The answer was quite simple. In late 2008 Treasury did panic, with inappropriate modelling, to find that there would be a gap in our GDP thanks to the crisis, but within six months they had corrected their input, understood that we were not directly tied to the American economy and revised their estimates in early 2009 to say that there would not be a hole in our GDP. But, of course, politically that was not good news for Rudd and Swan, who continued on their crazy 6.5-per-cent-of-GDP stimulus, which ran for four years and ran us into the ground.

Coming from Brisbane as the member for Ryan does, she will be very familiar with those tunnel borers that work their way quietly under Brisbane building those magnificent tunnels. That was the Labor Party, plunging us down, entombing us in debt and then, of course, getting stuck and having to be bailed out. This was a Labor Party strategy, of course, that had no end. They could neither stop the boats nor stop the debt, so that has fallen upon us, through no fault of our own. We are determined to find solutions.

But I say today that in 2015 we are a different nation. We have gone through extraordinary, tough choices in 2014. We have taken tough choices around stopping new spending, treating taxpayers' money with respect, being cautious about overspending, and pulling back, often pausing and freezing, payments in order to get that tumbling deficit under control. John Howard once said that going into debt is easy—it is like riding an escalator down to the basement—but coming out of debt is the hard work. It is like climbing up a fire escape.

I can never promise the people in the gallery an easy path, but I can say that young Australians primarily view their life as one that is together, in many ways, with a large amount of private debt. It is something they have become used to. So they expect government to be able to manage public debt without sacrificing our ability to put food on the table, have security in our jobs and access the essential services that we could afford last year. They are not always cheap, but they should be affordable.

In 2015, we are looking for an optimistic projection of where this country could go. We are looking for a road show about the Intergenerational report that does not say that we are all doomed—that does not make puerile projections about needing to treble GST if we do nothing by 2030, in some sort of Malthusian fallacy that nothing ever changes. Of course times will change. Of course international appetite for our resources will change. Of course conditions, our currency and our terms of trade will all change. They are very, very hard to predict. We cannot even predict the budget deficit for this year within a few billion dollars. Why should we be overly reliant on generational predictions?

My point is this: Australians are fundamentally optimistic, and they want an optimistic message from their government that we can do this together by working together. We can do it by driving growth, by driving revenue, by driving entrepreneurship and through that opportunity—because government just has one job at hand, and that is to provide, fundamentally, opportunity to its people. In the end, we can shuffle money between citizens, but we have to provide opportunity for everyone and give them every chance at success. And that must be the message in 2015.

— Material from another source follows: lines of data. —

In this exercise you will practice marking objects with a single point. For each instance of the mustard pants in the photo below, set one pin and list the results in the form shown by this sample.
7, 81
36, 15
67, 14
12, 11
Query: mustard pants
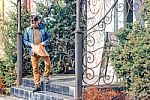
35, 66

Let us not be overly reliant on intergenerational predictions which basically say we must go without now in order to give money to someone a generation from now. Let us not be overly reliant on tax white papers that are basically smokescreens to say we are trying to change the amount of tax we pay.

Australians are asking for a projection that is clear and optimistic, and that can be done by identifying what Australia's great assets are and capitalising on them. Australians, particularly young Australians, know fundamentally what they are: we dream more than anything of gaining a qualification, and we do not mind paying for what we deserve and what we have earned. We do not mind as long as we know we have a chance at owning our own place, at getting and keeping a job and at making sure that services are available those who need them most. There is not so much a budget emergency, but we have a fairness emergency, and it is something that must be addressed in 2015.